First post on AHA forum, nice to meet all of you. Have been homebrewing about 6 years and done around 50 batches. I decided to brew up 12 gallons of a CDA/Black IPA. One of my favorite breweries had posted this on their Facebook page when I inquired about one of my favorite dark hoppy beers of theirs:

Quote
Midnight wheat ,Carmel Munich , Munich ,soarchi ace , citra, cascades . $4# per bbl . FG 1.018 usually

I ended up with the following grain bill based on some research:

  • 72.7% Munich
  • 10.6% Caramunich
  • 10.6% Midnight Wheat
  • 6.1% Carafa Special II

Having recently learned that Vienna and Munich are only slightly more kilned than pale 2-row, I assumed it was a safe base malt that would contribute lots of body and malt sweetness to standup to the 85 IBU I had planned. I included two bitterless black malts since many CDA recipes feature Carafa II and I wanted more dark malt than just the midnight wheat.

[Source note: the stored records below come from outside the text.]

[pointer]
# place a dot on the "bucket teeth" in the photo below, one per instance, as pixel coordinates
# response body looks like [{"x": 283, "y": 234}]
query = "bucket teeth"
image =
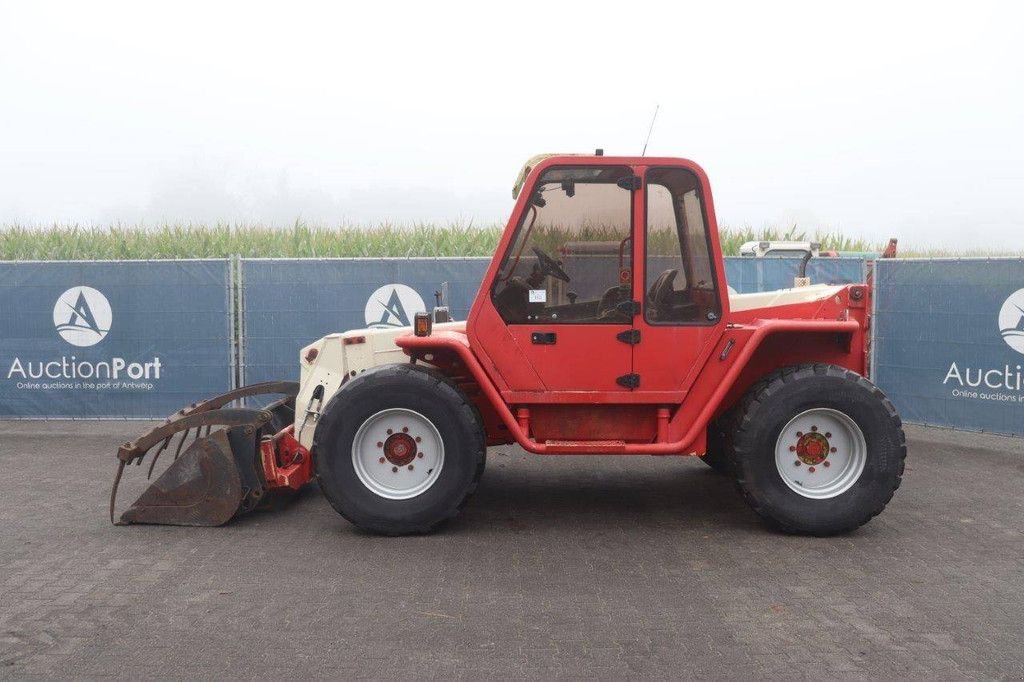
[{"x": 201, "y": 487}]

After a healthy pitched starter of 1056 with pure O2 and nutrients in the boil, the ferment completely died at 1.030 (from OG 1.072). I know that 1056 can hit 75-78% attentuation so this puzzled me. Looking at my daily temps, the fermenter had reached 78 degrees which I do all the time with Belgian strains but I understand that upper 60s, lower 70s is better for this strain. I swirled the fermenter and added some yeast energizer but no joy.

The resulting samples from primary after 7-10 days are fairly acrid and bordering on the dreaded "ashtray" descriptor I have seen thrown around, and an extremely full body. I did more research on Munich as a base malt and although you get conflicting answers, many seem to say that it should not exceed 30%. While it may have not as much diastatic enzyme, I *did* hit my OG after all so I got good conversion. I kept the mash between 148 and 154 - both of which should provide enough fermentables to have a lower final gravity, or even a lower gravity after primary.

I don't really want to pour 12 gallons of this down the drain but not seeing many other options. I thought about diluting it with some distilled water, blending it with a lighter second batch or even throwing in Champagne yeast. However losing more sweetness will only further exaggerate the crazy high bitterness, which I don't believe will fade all that much over time.

Any suggestions, ideas, comments?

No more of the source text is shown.